Abernathy sat quietly at the edge of the woods and watched the last of the revelers nod off, leaving a sprinkling of fires and the distant, vague shapes of Kallendbor’s sentries. The darkness deepened all about. Sterling Silver was a vague bulk against the horizon, almost entirely empty of light. Overhead, the sky was clear and bright with several moons and thousands of stars. It was warm and pleasant and under other circumstances might have assured everyone a good night’s sleep.

As it was, Abernathy did not dare even think about sleep, worried sick already over the length of time that had passed since Fillip and Sot had left his side in search of Horris Kew. There had been no outcry, so he didn’t think they had been spied, but he was uncomfortable with having them gone this long nevertheless. There were too many ways for that pair to get into trouble, too many missteps they could take before they realized their mistake. He wished he had gone with them. He chided himself for trusting them to go alone.

He had just about made up his mind to go look for them, to slip down into the camp and steal a concealing cloak and search them out, when they abruptly reappeared. They popped up out of the shadows almost in front of him, causing him to start in spite of himself.

“Where have you been?” he asked, irritated.

The G’home Gnomes smiled, showing all their teeth. They looked exceptionally pleased with themselves.

“Look what we have,” said Fillip.

“Come, take a look,” said Sot.

Abernathy tried to look, for he could see that they did indeed have something—something that appeared to be moving—but they brushed past him without slowing.

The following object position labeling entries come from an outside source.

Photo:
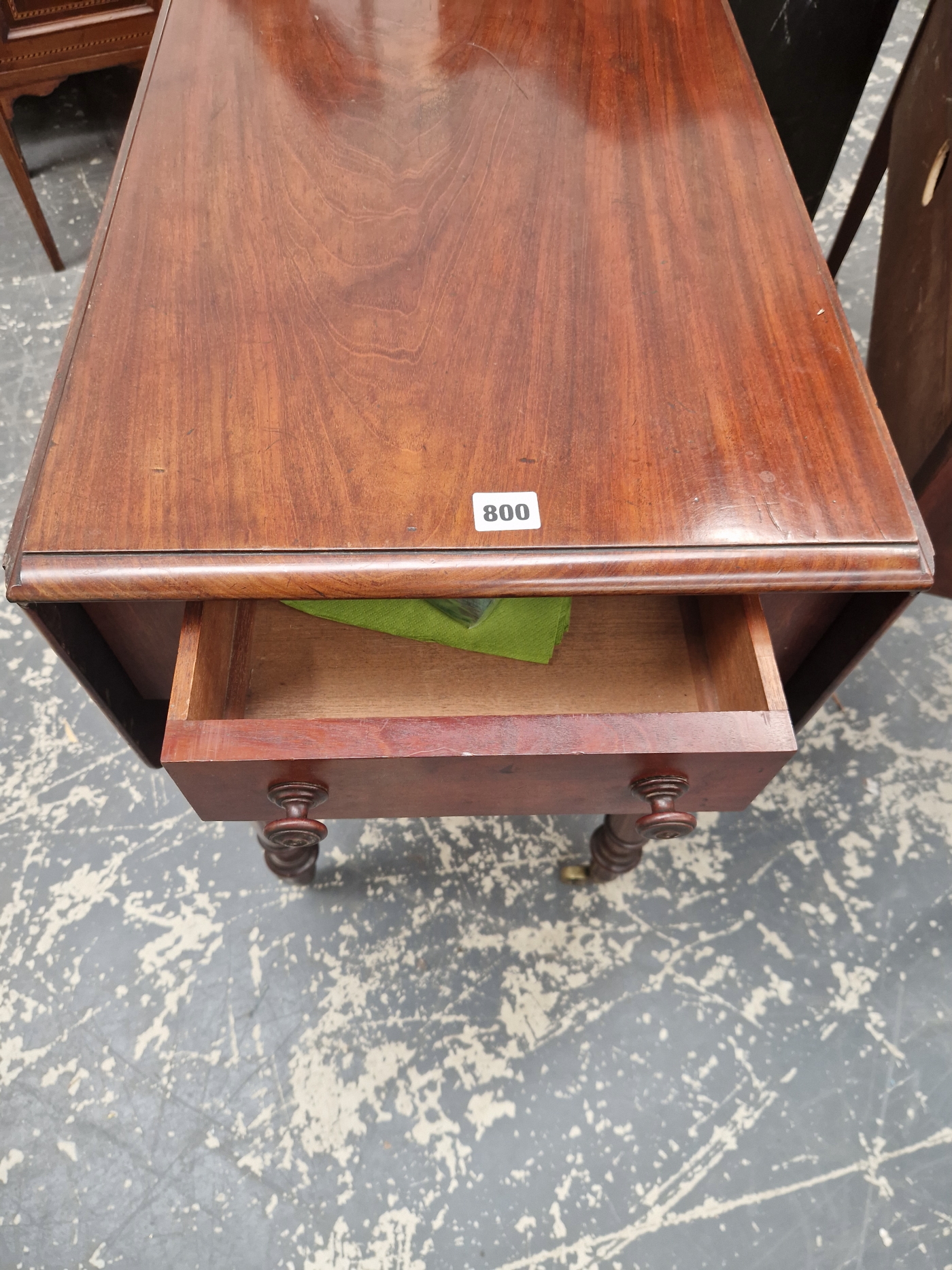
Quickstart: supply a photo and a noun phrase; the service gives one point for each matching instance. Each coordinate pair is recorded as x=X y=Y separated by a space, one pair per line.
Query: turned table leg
x=617 y=843
x=291 y=843
x=17 y=167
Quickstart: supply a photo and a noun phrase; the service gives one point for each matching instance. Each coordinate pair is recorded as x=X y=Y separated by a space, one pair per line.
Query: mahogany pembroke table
x=363 y=261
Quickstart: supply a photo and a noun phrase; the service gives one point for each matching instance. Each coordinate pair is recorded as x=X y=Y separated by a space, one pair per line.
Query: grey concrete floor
x=437 y=1056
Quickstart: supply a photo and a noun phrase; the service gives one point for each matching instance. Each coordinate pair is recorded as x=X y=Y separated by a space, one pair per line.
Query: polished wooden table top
x=364 y=259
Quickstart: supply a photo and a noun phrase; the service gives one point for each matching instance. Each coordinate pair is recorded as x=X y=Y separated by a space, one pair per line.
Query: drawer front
x=475 y=764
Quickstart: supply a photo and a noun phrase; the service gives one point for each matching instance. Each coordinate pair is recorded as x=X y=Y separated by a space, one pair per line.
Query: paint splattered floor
x=438 y=1056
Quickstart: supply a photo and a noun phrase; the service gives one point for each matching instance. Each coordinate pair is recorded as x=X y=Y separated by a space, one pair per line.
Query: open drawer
x=641 y=685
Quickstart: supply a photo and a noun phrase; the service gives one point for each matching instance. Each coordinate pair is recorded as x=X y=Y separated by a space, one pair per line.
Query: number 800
x=505 y=512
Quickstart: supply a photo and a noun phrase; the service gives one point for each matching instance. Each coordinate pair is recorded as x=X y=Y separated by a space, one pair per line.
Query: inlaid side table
x=367 y=271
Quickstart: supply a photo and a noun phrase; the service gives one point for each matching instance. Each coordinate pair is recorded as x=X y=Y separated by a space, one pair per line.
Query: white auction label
x=505 y=512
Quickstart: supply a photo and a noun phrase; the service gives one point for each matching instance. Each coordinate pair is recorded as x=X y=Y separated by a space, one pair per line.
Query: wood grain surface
x=626 y=695
x=364 y=261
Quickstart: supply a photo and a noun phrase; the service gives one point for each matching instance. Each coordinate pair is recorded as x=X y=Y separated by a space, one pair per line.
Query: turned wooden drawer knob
x=292 y=841
x=663 y=821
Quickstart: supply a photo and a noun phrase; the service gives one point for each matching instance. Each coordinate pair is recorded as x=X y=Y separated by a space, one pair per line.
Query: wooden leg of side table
x=616 y=848
x=617 y=843
x=17 y=167
x=292 y=841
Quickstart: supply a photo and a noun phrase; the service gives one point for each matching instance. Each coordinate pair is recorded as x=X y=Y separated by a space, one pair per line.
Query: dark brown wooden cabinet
x=354 y=271
x=41 y=45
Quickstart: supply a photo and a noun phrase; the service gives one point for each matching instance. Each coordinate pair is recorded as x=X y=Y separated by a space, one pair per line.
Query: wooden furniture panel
x=911 y=339
x=342 y=390
x=41 y=44
x=395 y=728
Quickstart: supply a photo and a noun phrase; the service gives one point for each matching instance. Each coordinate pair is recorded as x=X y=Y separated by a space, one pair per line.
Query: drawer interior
x=621 y=656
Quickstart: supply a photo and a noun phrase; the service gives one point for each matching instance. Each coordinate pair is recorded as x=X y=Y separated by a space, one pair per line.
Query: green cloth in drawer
x=526 y=629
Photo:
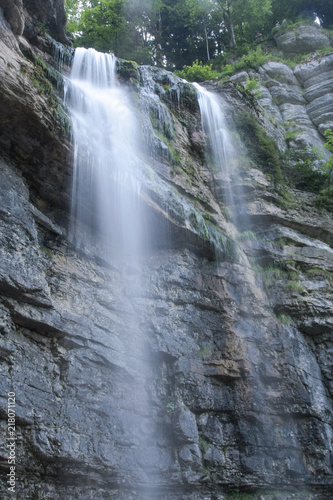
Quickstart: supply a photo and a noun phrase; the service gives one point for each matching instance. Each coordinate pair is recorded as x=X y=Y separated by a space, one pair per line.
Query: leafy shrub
x=198 y=72
x=253 y=59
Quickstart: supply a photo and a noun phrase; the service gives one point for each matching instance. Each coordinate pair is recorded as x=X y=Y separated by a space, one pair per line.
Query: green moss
x=262 y=148
x=204 y=445
x=293 y=286
x=319 y=272
x=127 y=69
x=247 y=236
x=205 y=352
x=47 y=251
x=284 y=319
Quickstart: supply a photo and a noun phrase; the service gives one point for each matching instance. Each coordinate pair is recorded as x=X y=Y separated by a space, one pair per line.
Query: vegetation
x=198 y=72
x=210 y=40
x=178 y=33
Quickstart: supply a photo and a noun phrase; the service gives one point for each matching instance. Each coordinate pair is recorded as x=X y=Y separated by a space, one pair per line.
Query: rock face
x=301 y=40
x=212 y=378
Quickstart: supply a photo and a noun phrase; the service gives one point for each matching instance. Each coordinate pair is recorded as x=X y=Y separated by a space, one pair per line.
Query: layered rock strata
x=236 y=373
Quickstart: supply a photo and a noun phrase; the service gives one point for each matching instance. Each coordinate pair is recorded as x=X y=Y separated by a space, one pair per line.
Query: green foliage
x=204 y=445
x=293 y=286
x=291 y=131
x=226 y=214
x=262 y=148
x=252 y=60
x=253 y=86
x=198 y=72
x=170 y=407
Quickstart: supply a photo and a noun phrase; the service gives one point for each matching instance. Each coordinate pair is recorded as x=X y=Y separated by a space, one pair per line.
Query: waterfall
x=106 y=184
x=222 y=153
x=106 y=208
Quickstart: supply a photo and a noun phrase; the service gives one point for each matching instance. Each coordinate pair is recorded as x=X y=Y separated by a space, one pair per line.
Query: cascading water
x=106 y=209
x=222 y=152
x=105 y=179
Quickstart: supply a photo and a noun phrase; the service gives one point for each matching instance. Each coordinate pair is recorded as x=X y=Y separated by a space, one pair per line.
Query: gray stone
x=301 y=40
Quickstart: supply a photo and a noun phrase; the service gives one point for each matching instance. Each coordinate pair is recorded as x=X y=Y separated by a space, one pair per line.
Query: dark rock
x=211 y=377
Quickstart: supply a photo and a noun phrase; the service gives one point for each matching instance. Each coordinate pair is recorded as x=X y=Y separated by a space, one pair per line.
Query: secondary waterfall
x=222 y=152
x=105 y=181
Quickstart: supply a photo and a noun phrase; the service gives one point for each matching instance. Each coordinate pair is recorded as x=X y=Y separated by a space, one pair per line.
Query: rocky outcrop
x=34 y=17
x=301 y=40
x=212 y=377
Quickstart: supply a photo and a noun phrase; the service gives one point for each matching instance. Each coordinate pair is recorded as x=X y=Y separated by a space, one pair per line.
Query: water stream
x=222 y=153
x=105 y=178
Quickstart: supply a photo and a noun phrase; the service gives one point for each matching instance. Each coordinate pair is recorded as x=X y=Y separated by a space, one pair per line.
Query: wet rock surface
x=212 y=377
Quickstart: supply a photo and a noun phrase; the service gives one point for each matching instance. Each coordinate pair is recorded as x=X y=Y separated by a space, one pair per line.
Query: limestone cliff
x=237 y=325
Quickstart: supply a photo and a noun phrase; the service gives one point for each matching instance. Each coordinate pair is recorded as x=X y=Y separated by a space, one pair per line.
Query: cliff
x=236 y=370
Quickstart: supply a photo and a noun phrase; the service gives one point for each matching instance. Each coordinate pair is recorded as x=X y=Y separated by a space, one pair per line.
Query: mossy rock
x=127 y=70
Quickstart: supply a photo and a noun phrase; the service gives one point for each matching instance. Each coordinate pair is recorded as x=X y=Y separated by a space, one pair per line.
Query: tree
x=287 y=9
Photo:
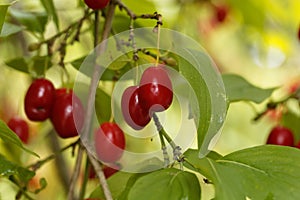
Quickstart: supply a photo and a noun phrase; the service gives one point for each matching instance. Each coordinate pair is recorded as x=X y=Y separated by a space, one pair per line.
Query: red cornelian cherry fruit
x=155 y=90
x=39 y=99
x=280 y=135
x=20 y=127
x=134 y=115
x=67 y=114
x=109 y=142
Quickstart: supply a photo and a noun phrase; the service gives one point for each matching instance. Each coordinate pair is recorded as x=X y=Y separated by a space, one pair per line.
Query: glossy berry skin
x=280 y=135
x=20 y=127
x=67 y=114
x=96 y=4
x=134 y=115
x=155 y=92
x=109 y=142
x=39 y=99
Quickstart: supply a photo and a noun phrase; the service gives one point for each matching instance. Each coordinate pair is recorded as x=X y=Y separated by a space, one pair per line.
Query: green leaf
x=50 y=8
x=8 y=168
x=166 y=184
x=102 y=105
x=36 y=66
x=203 y=98
x=7 y=135
x=43 y=185
x=3 y=10
x=19 y=64
x=117 y=185
x=86 y=65
x=291 y=121
x=35 y=22
x=259 y=172
x=239 y=89
x=10 y=29
x=210 y=108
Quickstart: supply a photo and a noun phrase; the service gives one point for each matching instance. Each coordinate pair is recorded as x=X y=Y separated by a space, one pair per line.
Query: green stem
x=40 y=163
x=85 y=179
x=164 y=150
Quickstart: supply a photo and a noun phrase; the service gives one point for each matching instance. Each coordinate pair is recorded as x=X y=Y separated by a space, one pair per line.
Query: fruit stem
x=157 y=27
x=85 y=179
x=75 y=175
x=164 y=150
x=177 y=155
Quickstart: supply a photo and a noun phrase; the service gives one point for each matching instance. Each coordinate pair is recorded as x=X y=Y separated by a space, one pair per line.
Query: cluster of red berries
x=281 y=135
x=62 y=106
x=154 y=94
x=96 y=4
x=43 y=101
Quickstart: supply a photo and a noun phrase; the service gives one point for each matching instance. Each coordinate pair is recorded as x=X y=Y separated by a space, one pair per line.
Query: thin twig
x=91 y=97
x=177 y=155
x=71 y=193
x=101 y=176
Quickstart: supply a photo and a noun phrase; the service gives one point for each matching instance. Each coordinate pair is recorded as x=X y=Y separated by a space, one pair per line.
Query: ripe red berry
x=20 y=127
x=109 y=142
x=67 y=114
x=155 y=92
x=280 y=135
x=134 y=115
x=39 y=100
x=96 y=4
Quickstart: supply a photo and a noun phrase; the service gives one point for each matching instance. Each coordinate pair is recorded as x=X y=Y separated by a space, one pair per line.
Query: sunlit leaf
x=19 y=64
x=43 y=185
x=102 y=105
x=10 y=29
x=257 y=173
x=38 y=65
x=8 y=168
x=239 y=89
x=8 y=136
x=86 y=65
x=166 y=184
x=3 y=10
x=118 y=184
x=291 y=121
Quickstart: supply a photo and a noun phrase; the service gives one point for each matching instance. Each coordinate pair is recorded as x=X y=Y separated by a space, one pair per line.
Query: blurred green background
x=257 y=39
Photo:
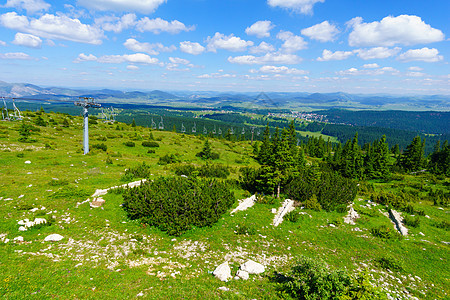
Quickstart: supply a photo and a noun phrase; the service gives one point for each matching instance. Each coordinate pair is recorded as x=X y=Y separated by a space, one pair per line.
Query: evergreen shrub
x=177 y=204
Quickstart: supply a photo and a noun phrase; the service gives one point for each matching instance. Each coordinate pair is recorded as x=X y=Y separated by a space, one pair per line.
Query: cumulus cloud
x=371 y=66
x=323 y=32
x=269 y=58
x=263 y=47
x=338 y=55
x=230 y=43
x=140 y=58
x=377 y=52
x=159 y=25
x=15 y=55
x=191 y=48
x=27 y=40
x=390 y=31
x=31 y=6
x=281 y=70
x=53 y=27
x=292 y=42
x=260 y=29
x=301 y=6
x=142 y=6
x=115 y=24
x=425 y=54
x=152 y=49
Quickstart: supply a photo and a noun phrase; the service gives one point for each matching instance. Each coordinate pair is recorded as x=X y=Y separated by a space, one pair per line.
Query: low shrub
x=177 y=204
x=313 y=279
x=151 y=144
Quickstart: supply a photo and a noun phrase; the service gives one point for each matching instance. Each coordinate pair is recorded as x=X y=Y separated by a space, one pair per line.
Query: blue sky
x=396 y=47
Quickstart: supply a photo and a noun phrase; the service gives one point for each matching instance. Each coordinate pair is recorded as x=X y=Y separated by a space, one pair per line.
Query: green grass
x=106 y=256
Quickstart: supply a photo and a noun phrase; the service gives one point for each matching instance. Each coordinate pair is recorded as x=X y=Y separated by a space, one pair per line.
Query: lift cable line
x=86 y=102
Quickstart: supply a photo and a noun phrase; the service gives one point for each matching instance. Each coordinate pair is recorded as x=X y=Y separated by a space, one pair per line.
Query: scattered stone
x=351 y=217
x=252 y=267
x=244 y=204
x=397 y=219
x=242 y=274
x=287 y=206
x=53 y=238
x=223 y=272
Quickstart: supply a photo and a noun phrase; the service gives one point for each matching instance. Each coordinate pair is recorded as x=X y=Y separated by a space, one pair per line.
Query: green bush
x=313 y=279
x=411 y=221
x=100 y=146
x=167 y=159
x=151 y=144
x=388 y=262
x=129 y=144
x=139 y=171
x=177 y=204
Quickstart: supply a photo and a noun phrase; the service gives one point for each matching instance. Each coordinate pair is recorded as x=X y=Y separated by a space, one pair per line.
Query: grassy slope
x=104 y=255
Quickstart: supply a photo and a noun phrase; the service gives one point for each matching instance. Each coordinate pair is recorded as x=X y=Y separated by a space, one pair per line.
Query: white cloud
x=390 y=31
x=281 y=70
x=292 y=42
x=31 y=6
x=130 y=58
x=338 y=55
x=27 y=40
x=142 y=6
x=159 y=25
x=152 y=49
x=53 y=27
x=377 y=52
x=323 y=32
x=230 y=43
x=260 y=29
x=132 y=67
x=263 y=47
x=83 y=57
x=191 y=48
x=15 y=55
x=179 y=61
x=425 y=54
x=113 y=23
x=371 y=66
x=302 y=6
x=269 y=58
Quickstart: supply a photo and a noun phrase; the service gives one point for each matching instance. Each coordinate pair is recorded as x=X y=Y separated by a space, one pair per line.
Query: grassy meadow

“No, no, not here,” Fillip said quickly.

“In the dark, away from the camp,” Sot said.

So they trekked back into the woods, well away from the meadow and its campers, until there was no one anywhere about but themselves. At this point Fillip and Sot turned back to Abernathy once more, and the former proudly held out his hands.

“Here!” he announced.

Abernathy stared. It was the bird, the myna or whatever it was, the one that belonged to Horris Kew. It was clutched firmly in the Gnome’s grimy hands, its neck grasped none too gently, its beak clamped shut so that it could not cry out. Its wings fluttered weakly, but it appeared to have spent itself thoroughly.

Abernathy sighed in despair. “I told you just to look, just to find the bird’s owner and come back to me. I did not tell you to take the bird! What good is the bird to us!”

“Much good,” insisted Sot, undeterred. He prodded Fillip eagerly. “Show him.”

Fillip dropped his fingers below Biggar’s beak and gave a small shake. “Speak, bird.”

The bird did not speak. It hung there limply, pitifully. It looked half-dead. Abernathy felt a throbbing in his temples and sighed.

Fillip glowered. He bent down close to the bird’s face. “Speak, stupid bird, or I will wring your neck and eat you,” he said, and he tightened his clawed fingers meaningfully.

“All right, all right!” the bird snapped, coming suddenly alive. Abernathy jerked back in surprise. The bird’s head twisted wildly. “I’m talking, okay? What do you want me to say?”

Fillip held the bird out proudly. “See?”

Abernathy bent down for a closer look. “Well, well,” he said softly. “You talk a lot better than you pretend, don’t you?”